Linear-Algebra
Tokyo-University
東京大学 情報理工学系研究科 コンピュータ科学専攻 2021年2月実施 問題4
Author
zephyr
Description
Let \(n\) and \(d\) (\(n < d\) ) be natural numbers and \(\mathbb{R}\) be the set of real numbers. Denote by \(\top\) the transposition operator of a vector and a matrix. Define the inner product of two column vectors \(\mathbf{x_1}, \mathbf{x_2} \in \mathbb{R}^d\) as \(\mathbf{x_1}^\top \mathbf{x_2} \in \mathbb{R}\) . Let \(\mathbf{w} = (w_1, w_2, \ldots, w_d)^\top \in \mathbb{R}^d\) be a \(d\) -dimensional column vector, \(\mathbf{X} \in \mathbb{R}^{n \times d}\) an \(n \times d\) matrix where \(\mathbf{X} \mathbf{X}^\top\) is invertible, and \(\mathbf{y} \in \mathbb{R}^n\) an \(n\) -dimensional column vector. Consider solving the following optimization problem by using the Lagrange multipliers method:
\[
\min_{\mathbf{w}} \frac{1}{2} \|\mathbf{w}\|^2 \quad \text{subject to} \quad \mathbf{y} = \mathbf{Xw},
\]
where \(\|\mathbf{w}\| = \sqrt{w_1^2 + w_2^2 + \ldots + w_d^2}\) . The Lagrange function is given by
\[
L(\mathbf{w}, \boldsymbol{\mu}) = \frac{1}{2} \|\mathbf{w}\|^2 + \boldsymbol{\mu}^\top (\mathbf{y} - \mathbf{Xw}),
\]
where \(\boldsymbol{\mu} \in \mathbb{R}^n\) is the Lagrange multipliers.

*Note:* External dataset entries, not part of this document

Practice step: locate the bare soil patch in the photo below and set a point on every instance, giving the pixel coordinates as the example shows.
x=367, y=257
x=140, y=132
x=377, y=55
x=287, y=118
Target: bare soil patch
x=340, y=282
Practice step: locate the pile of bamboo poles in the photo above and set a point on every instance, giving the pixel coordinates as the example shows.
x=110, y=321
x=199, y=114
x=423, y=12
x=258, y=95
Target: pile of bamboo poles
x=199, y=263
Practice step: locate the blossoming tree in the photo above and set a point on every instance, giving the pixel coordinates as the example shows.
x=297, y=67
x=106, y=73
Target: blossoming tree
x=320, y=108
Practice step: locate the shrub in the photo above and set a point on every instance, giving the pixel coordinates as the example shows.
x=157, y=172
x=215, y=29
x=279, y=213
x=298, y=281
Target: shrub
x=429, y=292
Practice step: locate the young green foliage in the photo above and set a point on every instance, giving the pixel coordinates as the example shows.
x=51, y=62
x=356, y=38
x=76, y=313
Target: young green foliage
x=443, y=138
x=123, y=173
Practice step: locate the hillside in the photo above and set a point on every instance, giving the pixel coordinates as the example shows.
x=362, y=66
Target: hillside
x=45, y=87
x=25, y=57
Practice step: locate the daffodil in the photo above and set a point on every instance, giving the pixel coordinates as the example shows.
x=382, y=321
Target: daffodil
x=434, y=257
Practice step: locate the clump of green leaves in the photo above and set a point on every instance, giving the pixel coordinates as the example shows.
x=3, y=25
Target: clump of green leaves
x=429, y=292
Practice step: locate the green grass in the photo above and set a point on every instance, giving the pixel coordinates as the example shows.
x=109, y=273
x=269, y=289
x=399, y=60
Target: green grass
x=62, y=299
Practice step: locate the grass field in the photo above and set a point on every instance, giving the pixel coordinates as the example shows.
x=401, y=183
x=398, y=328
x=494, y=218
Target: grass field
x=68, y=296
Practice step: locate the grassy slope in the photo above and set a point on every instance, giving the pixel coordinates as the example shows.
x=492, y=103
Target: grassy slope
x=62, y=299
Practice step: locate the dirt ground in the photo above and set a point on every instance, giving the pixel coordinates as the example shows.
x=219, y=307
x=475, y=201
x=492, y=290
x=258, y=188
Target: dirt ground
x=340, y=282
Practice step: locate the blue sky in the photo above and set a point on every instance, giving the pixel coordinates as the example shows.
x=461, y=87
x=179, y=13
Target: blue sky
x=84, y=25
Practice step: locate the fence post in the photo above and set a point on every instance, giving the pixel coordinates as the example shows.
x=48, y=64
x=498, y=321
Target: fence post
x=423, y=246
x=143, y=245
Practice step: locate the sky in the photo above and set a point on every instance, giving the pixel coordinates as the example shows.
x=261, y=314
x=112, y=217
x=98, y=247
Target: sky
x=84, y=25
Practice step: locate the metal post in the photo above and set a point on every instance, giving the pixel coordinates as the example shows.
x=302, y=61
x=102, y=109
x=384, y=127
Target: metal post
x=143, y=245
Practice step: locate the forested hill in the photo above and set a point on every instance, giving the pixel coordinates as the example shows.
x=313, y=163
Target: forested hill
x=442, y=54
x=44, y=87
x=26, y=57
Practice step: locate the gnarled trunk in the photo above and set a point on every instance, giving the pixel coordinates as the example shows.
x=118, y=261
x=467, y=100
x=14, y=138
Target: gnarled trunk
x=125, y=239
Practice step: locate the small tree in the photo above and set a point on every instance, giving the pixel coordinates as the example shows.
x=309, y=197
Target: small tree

Let \(\lambda_1, \lambda_2, \ldots, \lambda_n\) be positive real values. The sets of column vectors \(\{\mathbf{u_i} \in \mathbb{R}^n\}_{i=1}^{n}\) and \(\{\mathbf{v_j} \in \mathbb{R}^d\}_{j=1}^{d}\) form an orthonormal basis of \(\mathbb{R}^n\) and \(\mathbb{R}^d\) , respectively; that is, they are all unit vectors and orthogonal to each other. Suppose that the singular value decomposition of \(\mathbf{X}\) is
\[
\mathbf{X} = \mathbf{U} \mathbf{\Lambda} \mathbf{V}^\top,
\]
where \(\mathbf{U}\) is an \(n \times n\) matrix, \(\mathbf{\Lambda}\) is an \(n \times d\) matrix, and \(\mathbf{V}\) is a \(d \times d\) matrix given by
\[
\mathbf{U} = (\mathbf{u_1}, \mathbf{u_2}, \ldots, \mathbf{u_n}), \quad \mathbf{\Lambda} = \begin{pmatrix}
\lambda_1 & 0 & \cdots & 0 & 0 & \cdots & 0 \\
0 & \lambda_2 & \cdots & 0 & 0 & & 0\\
\vdots & \vdots & \ddots & \vdots & \vdots & & \vdots \\
0 & 0 & \cdots & \lambda_n & 0 & \cdots & 0\\
\end{pmatrix}, \quad \mathbf{V}^\top = \begin{pmatrix}
\mathbf{v_1}^\top \\
\mathbf{v_2}^\top \\
\vdots \\
\mathbf{v_d}^\top \\
\end{pmatrix}.
\]
Moreover, define
\[
\mathbf{X^-} = \mathbf{V} (\mathbf{\Lambda}^-)^{\top} \mathbf{U}^\top, \quad \text{where} \quad \mathbf{\Lambda}^- = \begin{pmatrix}
\frac{1}{\lambda_1} & 0 & \cdots & 0 & 0 & \cdots & 0 \\
0 & \frac{1}{\lambda_2} & \cdots & 0 & 0 & & 0\\
\vdots & \vdots & \ddots & \vdots & \vdots & & \vdots \\
0 & 0 & \cdots & \frac{1}{\lambda_n} & 0 & \cdots & 0\\
\end{pmatrix}.
\]
Answer the following questions. Describe not only an answer but also the derivation process.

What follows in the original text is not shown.